I laugh at the fact that her Jewish husband is calling her a Nazi and follow him inside. I blink at the foyer. It’s different from the last time I was here. She’s replaced all the cold white and black with warm colors. It looks like a home — wood floors, rugs, knick-knacks. Jealousy rips through me, and I push it aside as she comes trotting out of the kitchen pulling off an apron.


She tosses it aside and hugs me. For a scat of a second it feels right, her coming toward me with such determination. Then she holds her body stiff, instead of letting it melt into me. I can’t help but feel thwarted. I have to taper my smile, which always spreads hard and fast when she’s near. Noah is watching us, so I hand her the wine.


“Hello, Du-Olivia. I wasn’t sure what was for dinner, so I brought red.”


“Malbec,” she says, grinning at Noah. “Your favorite.” I see genuine affection in her eyes when she looks at him. I wonder if that’s how I looked at Leah, and how Olivia stood it for all those months during the trial.


“We’re having lamb,” she says. “So, it’s just perfect.”


The doorbell rings. I immediately feel more cheerful. Olivia’s head shoots toward me and she looks in my eyes, trying to decide what I’m up to. I allow a slow smile to spread across my face. I’m finally going to get my answer. She either feels what I do, or she doesn’t. Noah retreats a few steps to open it, and we stay with our eyes locked. Her body is frozen, tense, anticipating what I am about to deliver. I hear my date’s voice behind me. Olivia’s eyes skirt past me to where Noah is temporarily blocking her view of my date, then he steps aside, and I see what I was waiting for. Olivia shocked, Olivia disarmed, Olivia angry. The color drains from her face, and her hand shoots up to her collarbone to grab at her necklace — a simple diamond on a chain. Noah arrives at my shoulder, and I turn to smile at Jessica. Jessica Alexander.

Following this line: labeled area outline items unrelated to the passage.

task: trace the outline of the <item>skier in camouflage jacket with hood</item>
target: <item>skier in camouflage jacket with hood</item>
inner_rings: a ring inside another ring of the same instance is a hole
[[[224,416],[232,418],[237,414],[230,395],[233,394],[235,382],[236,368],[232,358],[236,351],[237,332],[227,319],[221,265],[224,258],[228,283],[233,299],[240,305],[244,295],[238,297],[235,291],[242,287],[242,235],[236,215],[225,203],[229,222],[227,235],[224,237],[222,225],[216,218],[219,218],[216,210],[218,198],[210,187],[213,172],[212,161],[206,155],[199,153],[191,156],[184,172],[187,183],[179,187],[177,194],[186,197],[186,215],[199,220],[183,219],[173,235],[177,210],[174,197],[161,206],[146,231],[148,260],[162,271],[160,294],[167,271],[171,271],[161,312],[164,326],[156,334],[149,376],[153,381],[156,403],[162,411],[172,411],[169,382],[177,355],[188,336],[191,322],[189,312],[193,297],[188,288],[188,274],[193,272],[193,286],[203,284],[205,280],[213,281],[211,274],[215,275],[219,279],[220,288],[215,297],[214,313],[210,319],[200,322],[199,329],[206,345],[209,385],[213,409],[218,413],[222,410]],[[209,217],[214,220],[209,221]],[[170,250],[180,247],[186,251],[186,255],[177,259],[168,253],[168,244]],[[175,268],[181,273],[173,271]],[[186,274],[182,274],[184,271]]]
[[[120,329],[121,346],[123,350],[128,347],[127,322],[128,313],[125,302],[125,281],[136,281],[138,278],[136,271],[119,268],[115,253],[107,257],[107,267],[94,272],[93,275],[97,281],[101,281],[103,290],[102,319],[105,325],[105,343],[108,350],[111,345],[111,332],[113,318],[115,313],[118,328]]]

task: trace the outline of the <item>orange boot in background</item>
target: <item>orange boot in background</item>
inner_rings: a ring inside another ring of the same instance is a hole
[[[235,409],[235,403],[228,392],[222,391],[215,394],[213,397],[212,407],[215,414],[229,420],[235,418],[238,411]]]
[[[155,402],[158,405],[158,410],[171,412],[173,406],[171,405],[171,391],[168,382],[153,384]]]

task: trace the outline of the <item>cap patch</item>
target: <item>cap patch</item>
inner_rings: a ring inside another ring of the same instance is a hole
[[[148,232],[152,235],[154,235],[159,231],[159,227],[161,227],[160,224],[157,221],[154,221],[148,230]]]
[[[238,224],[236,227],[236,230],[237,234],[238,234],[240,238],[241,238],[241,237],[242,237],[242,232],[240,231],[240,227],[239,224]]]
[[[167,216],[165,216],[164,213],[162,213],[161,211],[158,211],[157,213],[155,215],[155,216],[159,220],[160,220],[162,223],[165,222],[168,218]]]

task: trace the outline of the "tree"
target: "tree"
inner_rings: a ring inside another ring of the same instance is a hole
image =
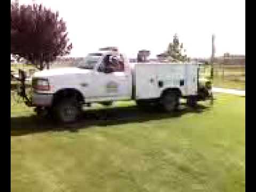
[[[11,4],[11,53],[18,55],[40,70],[57,56],[69,53],[66,23],[42,4]]]
[[[182,52],[185,53],[186,50],[183,49],[183,43],[179,43],[178,35],[175,34],[173,36],[173,42],[169,43],[167,51],[164,53],[167,59],[172,61],[185,61],[188,58],[187,55],[182,55]]]

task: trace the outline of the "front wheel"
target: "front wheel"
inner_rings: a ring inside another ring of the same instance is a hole
[[[54,115],[58,121],[74,123],[82,113],[82,107],[75,99],[63,99],[54,107]]]
[[[165,111],[172,112],[179,107],[179,95],[175,91],[169,91],[163,95],[161,103]]]

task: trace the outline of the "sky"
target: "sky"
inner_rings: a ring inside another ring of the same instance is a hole
[[[31,4],[32,0],[19,0]],[[189,57],[209,57],[211,36],[215,55],[245,54],[245,1],[34,0],[66,22],[73,49],[70,57],[85,57],[115,46],[129,58],[141,49],[150,58],[166,50],[177,33]]]

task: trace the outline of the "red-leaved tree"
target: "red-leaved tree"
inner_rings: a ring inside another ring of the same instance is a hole
[[[11,53],[23,57],[40,70],[59,55],[69,53],[66,23],[42,4],[11,4]]]

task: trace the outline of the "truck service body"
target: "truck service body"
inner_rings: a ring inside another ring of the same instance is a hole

“Jess, you remember Olivia,” I say. She nods and genuinely beams at the raven-haired villain that knocked her out of my life like she was a bowling pin. “Hello, stranger,” she says. She lurches forward and embraces Olivia in a surprise hug. “Long time, no see.”

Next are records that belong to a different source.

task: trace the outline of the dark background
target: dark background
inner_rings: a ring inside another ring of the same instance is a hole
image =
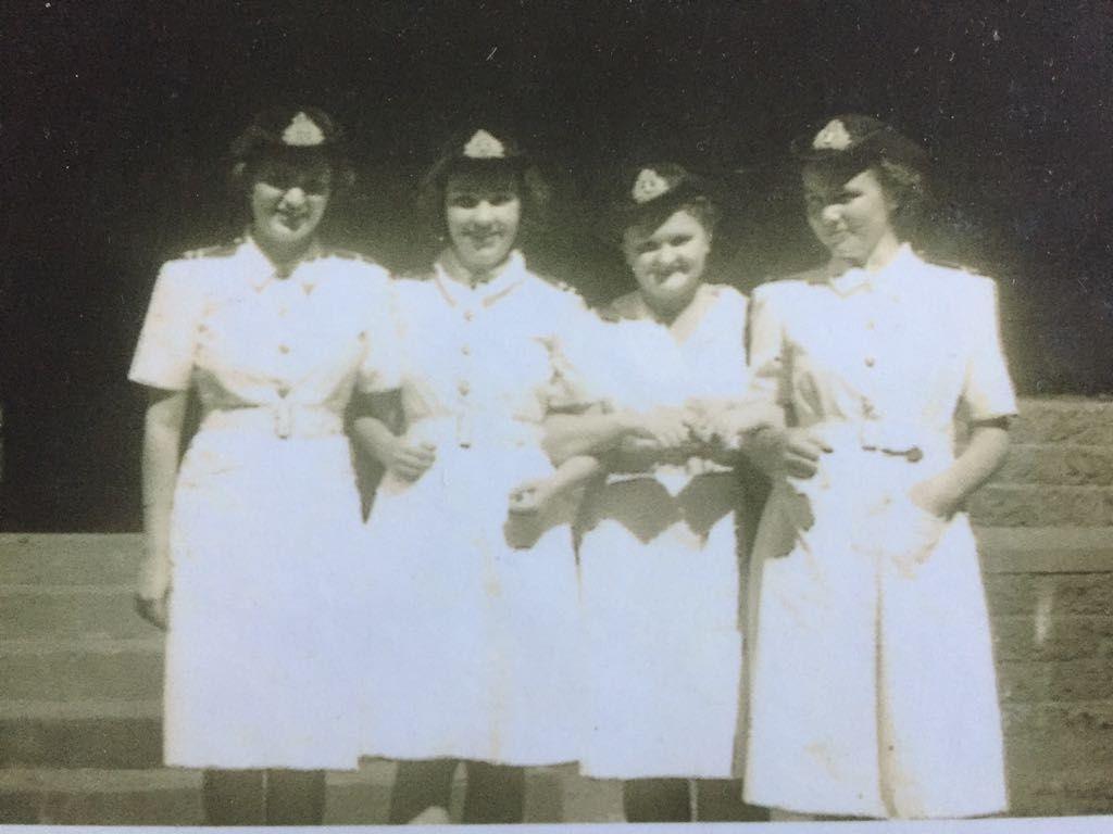
[[[530,255],[592,300],[624,288],[589,221],[622,162],[716,177],[719,278],[748,288],[820,257],[788,141],[889,119],[942,175],[924,247],[1001,282],[1021,389],[1113,390],[1107,2],[49,0],[3,3],[0,32],[8,529],[138,527],[125,377],[154,275],[237,231],[221,155],[279,101],[348,126],[361,182],[331,235],[392,268],[427,254],[413,186],[445,132],[513,121],[562,207]]]

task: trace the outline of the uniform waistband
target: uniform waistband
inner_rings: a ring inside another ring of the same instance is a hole
[[[205,415],[201,428],[206,430],[273,431],[283,439],[331,437],[344,433],[344,420],[324,406],[295,403],[215,408]]]

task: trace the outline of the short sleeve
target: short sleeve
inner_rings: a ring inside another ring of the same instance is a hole
[[[766,284],[754,290],[749,306],[747,355],[750,393],[787,407],[791,403],[790,369],[778,304],[778,290],[784,286]]]
[[[987,420],[1016,414],[1016,393],[1001,342],[997,286],[987,278],[975,280],[963,399],[972,420]]]
[[[203,309],[203,289],[188,262],[165,264],[155,281],[128,379],[152,388],[186,390]]]
[[[361,394],[393,390],[402,385],[403,325],[394,281],[385,274],[370,285],[368,324],[356,387]]]

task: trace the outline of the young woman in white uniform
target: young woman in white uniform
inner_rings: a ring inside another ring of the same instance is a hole
[[[347,176],[327,115],[268,110],[233,157],[247,234],[162,267],[131,365],[150,389],[138,606],[168,629],[166,763],[206,768],[208,821],[312,824],[324,768],[358,757],[343,415],[355,387],[397,385],[377,320],[388,279],[317,241]]]
[[[398,281],[401,414],[376,397],[357,421],[386,470],[367,528],[380,631],[365,752],[402,759],[392,822],[447,821],[461,759],[464,821],[520,822],[522,767],[579,752],[571,516],[529,547],[508,528],[511,494],[553,471],[541,426],[567,405],[558,337],[592,316],[516,248],[532,182],[513,141],[482,128],[433,167],[447,246]],[[528,492],[543,514],[548,481]]]
[[[775,485],[750,579],[746,797],[778,814],[997,813],[1001,713],[963,512],[1016,410],[995,287],[904,242],[925,155],[889,126],[836,118],[797,152],[830,261],[754,292],[755,386],[787,428],[760,437]]]
[[[755,483],[742,433],[747,299],[705,282],[716,211],[676,163],[630,177],[617,226],[637,289],[578,344],[605,413],[550,420],[558,456],[598,456],[582,507],[581,771],[622,778],[631,822],[691,818],[690,778],[733,775],[742,635],[738,526]],[[736,794],[738,788],[736,787]]]

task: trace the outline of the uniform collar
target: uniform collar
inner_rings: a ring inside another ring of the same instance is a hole
[[[844,297],[860,289],[896,291],[897,285],[908,274],[908,268],[919,266],[922,262],[908,244],[902,244],[893,260],[874,271],[861,267],[848,267],[840,261],[830,261],[827,267],[827,281],[831,289]]]
[[[454,279],[450,270],[456,275],[463,274],[470,277],[467,270],[456,260],[451,249],[446,250],[434,264],[433,279],[445,300],[453,307],[475,298],[479,298],[484,307],[490,307],[521,286],[529,275],[525,269],[525,258],[516,249],[510,254],[501,269],[492,274],[490,278],[471,287]]]
[[[294,280],[306,292],[317,286],[319,279],[318,270],[306,269],[308,264],[319,259],[324,255],[321,244],[313,241],[306,254],[287,269],[279,269],[273,260],[259,248],[249,234],[244,236],[244,242],[239,248],[240,267],[247,276],[248,281],[256,291],[262,291],[273,281]]]

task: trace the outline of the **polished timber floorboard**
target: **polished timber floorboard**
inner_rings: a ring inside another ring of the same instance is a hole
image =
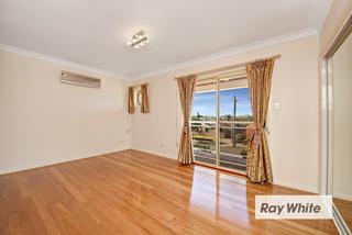
[[[125,150],[0,176],[0,234],[337,234],[332,221],[257,221],[249,183]]]

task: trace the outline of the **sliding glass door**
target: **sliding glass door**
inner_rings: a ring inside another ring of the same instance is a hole
[[[246,127],[252,122],[245,77],[197,81],[191,115],[196,163],[245,172]]]

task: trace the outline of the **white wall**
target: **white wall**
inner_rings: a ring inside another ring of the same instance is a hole
[[[352,200],[352,35],[332,64],[332,195]]]
[[[277,184],[319,191],[318,35],[278,43],[135,81],[150,83],[151,113],[132,115],[132,148],[177,158],[182,122],[175,77],[282,54],[275,63],[270,145]]]
[[[63,85],[61,70],[102,79]],[[0,51],[0,174],[130,148],[128,82]]]
[[[333,0],[328,16],[320,31],[320,54],[323,55],[338,36],[349,15],[352,13],[352,0]]]

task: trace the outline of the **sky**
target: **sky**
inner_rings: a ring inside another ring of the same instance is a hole
[[[251,101],[248,88],[238,88],[231,90],[220,91],[220,116],[233,115],[233,97],[235,96],[237,116],[252,114]],[[194,98],[193,115],[210,115],[216,116],[217,112],[217,92],[200,92],[196,93]]]

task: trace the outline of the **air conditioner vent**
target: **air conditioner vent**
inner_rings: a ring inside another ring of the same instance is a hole
[[[89,88],[100,88],[100,79],[84,75],[77,75],[70,71],[62,71],[61,81],[63,83],[77,85]]]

Jessica Alexander found me on Facebook. She messaged me to say she was living in the Miami area again and wanted to get together for drinks. I was drunk when I read the message and responded with my number. We met up the next day at Bar Louie. She looked the same: long hair, long legs, short skirt. My college taste still appealed to me, and so did her personality — which was surprisingly even sweeter than I remembered. I needed a nice, long dose of sweet after the last two vipers I loved. Neither of us brought up the baby, but I did tell her about Estella. What I gathered was that she had no idea about Olivia’s part in our breakup. We saw each other regularly after that. We have yet to share a bed.

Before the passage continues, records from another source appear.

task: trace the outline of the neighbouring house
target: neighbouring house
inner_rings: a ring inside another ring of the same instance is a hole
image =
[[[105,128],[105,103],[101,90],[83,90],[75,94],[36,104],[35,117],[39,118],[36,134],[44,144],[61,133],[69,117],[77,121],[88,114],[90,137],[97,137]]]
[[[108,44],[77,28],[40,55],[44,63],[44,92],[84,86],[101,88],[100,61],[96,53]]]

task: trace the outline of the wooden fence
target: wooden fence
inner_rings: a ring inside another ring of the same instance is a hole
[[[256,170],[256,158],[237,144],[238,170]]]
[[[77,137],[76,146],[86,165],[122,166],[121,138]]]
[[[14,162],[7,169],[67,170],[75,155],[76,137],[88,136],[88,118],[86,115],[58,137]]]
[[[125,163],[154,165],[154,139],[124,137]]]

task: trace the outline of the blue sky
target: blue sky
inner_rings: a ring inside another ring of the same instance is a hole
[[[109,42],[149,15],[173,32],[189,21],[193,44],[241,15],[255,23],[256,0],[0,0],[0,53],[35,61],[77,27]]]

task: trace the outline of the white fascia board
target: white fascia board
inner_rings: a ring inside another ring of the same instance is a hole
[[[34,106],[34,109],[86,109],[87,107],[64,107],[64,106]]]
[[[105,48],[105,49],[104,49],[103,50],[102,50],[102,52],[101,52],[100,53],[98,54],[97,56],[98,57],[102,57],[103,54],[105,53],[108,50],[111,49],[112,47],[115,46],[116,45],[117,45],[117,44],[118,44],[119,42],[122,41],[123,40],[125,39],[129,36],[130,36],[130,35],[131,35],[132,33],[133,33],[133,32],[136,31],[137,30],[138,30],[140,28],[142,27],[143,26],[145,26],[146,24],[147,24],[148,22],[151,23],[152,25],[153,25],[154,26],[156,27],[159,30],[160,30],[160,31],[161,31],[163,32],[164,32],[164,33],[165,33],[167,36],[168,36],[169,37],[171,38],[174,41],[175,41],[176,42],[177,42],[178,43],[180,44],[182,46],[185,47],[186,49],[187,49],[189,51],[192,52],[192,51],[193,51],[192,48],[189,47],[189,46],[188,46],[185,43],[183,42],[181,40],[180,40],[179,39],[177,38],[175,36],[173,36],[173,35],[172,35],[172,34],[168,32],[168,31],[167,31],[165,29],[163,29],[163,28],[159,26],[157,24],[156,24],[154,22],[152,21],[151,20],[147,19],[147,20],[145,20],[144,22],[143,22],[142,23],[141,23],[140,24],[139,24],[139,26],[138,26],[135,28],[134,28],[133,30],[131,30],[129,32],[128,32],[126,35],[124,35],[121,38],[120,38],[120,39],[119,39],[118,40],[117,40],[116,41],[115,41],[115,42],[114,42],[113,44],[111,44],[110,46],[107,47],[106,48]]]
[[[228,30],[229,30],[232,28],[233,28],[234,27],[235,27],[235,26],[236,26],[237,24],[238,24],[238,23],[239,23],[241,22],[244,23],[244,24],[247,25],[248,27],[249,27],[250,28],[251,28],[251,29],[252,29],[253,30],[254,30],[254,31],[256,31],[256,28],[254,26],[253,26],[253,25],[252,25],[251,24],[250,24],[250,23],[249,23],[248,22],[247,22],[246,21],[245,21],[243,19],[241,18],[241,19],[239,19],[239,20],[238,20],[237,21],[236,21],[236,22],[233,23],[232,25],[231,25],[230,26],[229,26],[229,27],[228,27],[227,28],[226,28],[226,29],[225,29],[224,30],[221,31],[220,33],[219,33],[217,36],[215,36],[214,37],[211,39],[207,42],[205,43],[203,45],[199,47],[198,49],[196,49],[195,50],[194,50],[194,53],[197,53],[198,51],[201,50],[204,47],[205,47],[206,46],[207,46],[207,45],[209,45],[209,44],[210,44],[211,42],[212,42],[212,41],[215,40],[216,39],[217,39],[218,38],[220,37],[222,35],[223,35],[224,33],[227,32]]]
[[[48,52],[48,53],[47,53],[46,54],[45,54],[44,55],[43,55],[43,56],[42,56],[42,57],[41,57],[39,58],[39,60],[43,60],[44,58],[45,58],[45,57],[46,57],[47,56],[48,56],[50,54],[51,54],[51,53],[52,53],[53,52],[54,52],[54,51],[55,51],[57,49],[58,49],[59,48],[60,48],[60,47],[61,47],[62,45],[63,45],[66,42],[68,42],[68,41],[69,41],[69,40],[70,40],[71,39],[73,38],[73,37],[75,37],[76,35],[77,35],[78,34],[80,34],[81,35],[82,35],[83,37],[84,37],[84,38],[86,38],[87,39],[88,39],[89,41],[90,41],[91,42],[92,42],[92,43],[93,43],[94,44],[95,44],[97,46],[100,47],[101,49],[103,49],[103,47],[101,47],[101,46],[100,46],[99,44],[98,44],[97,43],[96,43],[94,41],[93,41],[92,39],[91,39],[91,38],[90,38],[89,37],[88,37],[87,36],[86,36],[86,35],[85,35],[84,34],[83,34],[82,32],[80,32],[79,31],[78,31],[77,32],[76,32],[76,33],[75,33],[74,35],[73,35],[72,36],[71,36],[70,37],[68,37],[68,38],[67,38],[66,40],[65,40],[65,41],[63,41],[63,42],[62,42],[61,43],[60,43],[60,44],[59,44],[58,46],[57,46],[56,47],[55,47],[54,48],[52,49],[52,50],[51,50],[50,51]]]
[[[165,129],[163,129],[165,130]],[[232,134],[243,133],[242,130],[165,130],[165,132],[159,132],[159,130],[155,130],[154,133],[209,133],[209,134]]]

I watch Olivia’s face over Jess’s shoulder. She has always had a knack for self-control. And then she does the damnedest thing. She laughs and hugs Jess back, like they’re old friends. I’m in such a state of shock I almost take a step back. Noah is watching everything unfold with mild curiosity. We are all just characters to him, no doubt.


“Come in, come in.” She ushers us into the living room and shoots me a triumphant look. I realize that she’s not a better person, just a better actress.